Oct. 30, 2018

Abdul Aziz Al Ghurair

UAE, Dubai

Abdul Aziz Al Ghurair

CEO, Mashreq Bank

TBY talks to Abdul Aziz Al Ghurair, CEO of Mashreq Bank, on launching the UAE's first full-fledged digital bank, Dubai's potential as a Fintech hub, and international expansion.


Abdul Aziz Al Ghurair is the CEO of Mashreq Group and member of the Board of Directors of Abdullah Al Ghurair Group of Companies, one of the biggest and most successful business groups in the UAE. In 2012, he was appointed as Chairman of the UAE Banking Federation. Throughout his career he has held various dignitary positions, and his wide experience in the banking industry and business have made him a well-known personality in the region. He was elected as Speaker of the United Arab Emirates Federal National Council (UAE Parliament) for a tenure of four years, which ended in February 2011.

How do you assess Mashreq Bank's contribution to the development and growth of Dubai over the past decades?

Since its inception 50 years ago, Mashreq has not stopped distinguishing itself as a bank of the future. Innovation has been deeply embedded in the DNA of Mashreq throughout; since its foundation in 1967, Mashreq has enabled some of the UAE's iconic projects. The bank has always been at the heart of Dubai's economic boom, undertaking initiatives that were deemed impossible.

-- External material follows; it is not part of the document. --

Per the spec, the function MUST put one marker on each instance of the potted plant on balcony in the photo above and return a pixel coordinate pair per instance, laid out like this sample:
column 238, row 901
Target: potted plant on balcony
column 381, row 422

Starting with the deepening of the Creek in the 1960s, Mashreq enabled the construction of the Dubai's most significant infrastructure projects such as Dubai International Airport, Burj Al Arab, Dubai Metro, Burj Khalifa, and Palm Jumeirah—the first offshore development of its kind at the time; it was built in 2003 for about USD5 billion. Mashreq's commitment to making its customers' lives simpler was evidenced when it introduced industry-first innovative products, such as credit card, ATM, and state-of-the-art mobile banking app. The launch of Mashreq Neo—the UAE's first full-fledged digital bank—is another example of how we addressed emerging customer needs. It also marked a new era in the digital transformation as digital commerce and cashless payments were identified as top government priorities. Mashreq's commitment to a digital future is closely aligned to its strategy of investing heavily in its people, and further developing the Emirati talent pool; Mashreq is one of the few banking institutions to have a dedicated national development program. Notably, the number of UAE nationals who have joined the bank in the past five years has grown exponentially, highlighting the bank's commitment to supporting the UAE's vision to grow future leaders and to foster an empowered Emirati workforce.

How do you access the potential for Dubai becoming a leading regional Fintech hub?

Dubai boasts an unmatched infrastructure and innovation ecosystem, providing a perfect environment for technology and disruptive businesses. In 2017, the Dubai International Financial Center (DIFC) established a USD100 million fund to invest in fintech start-ups. Since 2010, roughly USD100 billion has been invested globally into the fintech industry according to Accenture, clearly demonstrating an immense appetite for its development. Moreover, FinTech Hive, DIFC's start-up accelerator, is one of the first fintech accelerators in the Middle East, Africa, and South Asia region, and Mashreq is a first-round partner in this initiative. Mashreq has managed to stay ahead of the game so far. We have been making significant investments in artificial intelligence, robotics, and future technology over the past two years. This means Mashreq is lessening its reliance on human resources as it prepares for the digital future.

Dubai has been working towards the goal of being the preferred investment destination for foreign capital. How do you assess the success of these efforts?

Dubai attracted USD7.4 billion of inward FDI last year, a 7.1% YoY increase bolstered by investment projects from the US, Europe, and Saudi Arabia. In particular, the emirate is a top global destination to invest in technology and technology transfer, with medium- and high-tech ventures accounting for more than 60% of investment projects, the latest Dubai FDI Monitor report said. The UAE government has been taking steps to increase FDI inflows. These measures include encouraging new businesses to set up in free trade zones with lower registration costs, streamlining regulation in emerging growth sectors such as Fintech, and announcing plans to relax corporate ownership laws. Dubai's performance can be regarded as reasonably well in a not-so-good global trading environment.

What is your outlook for the year ahead?

The economic outlook looks positive with firmer oil prices, easing fiscal consolidation, and the pickup of global trade and investments ahead of Expo 2020. Our key areas of growth will be contract financing, education, healthcare, energy and renewables, and real estate. Outside the UAE, we have a target of around 25-30% revenue contribution from our international franchise. Saudi Arabia, Egypt, and India are important markets for us and we have already launched several initiatives in these countries.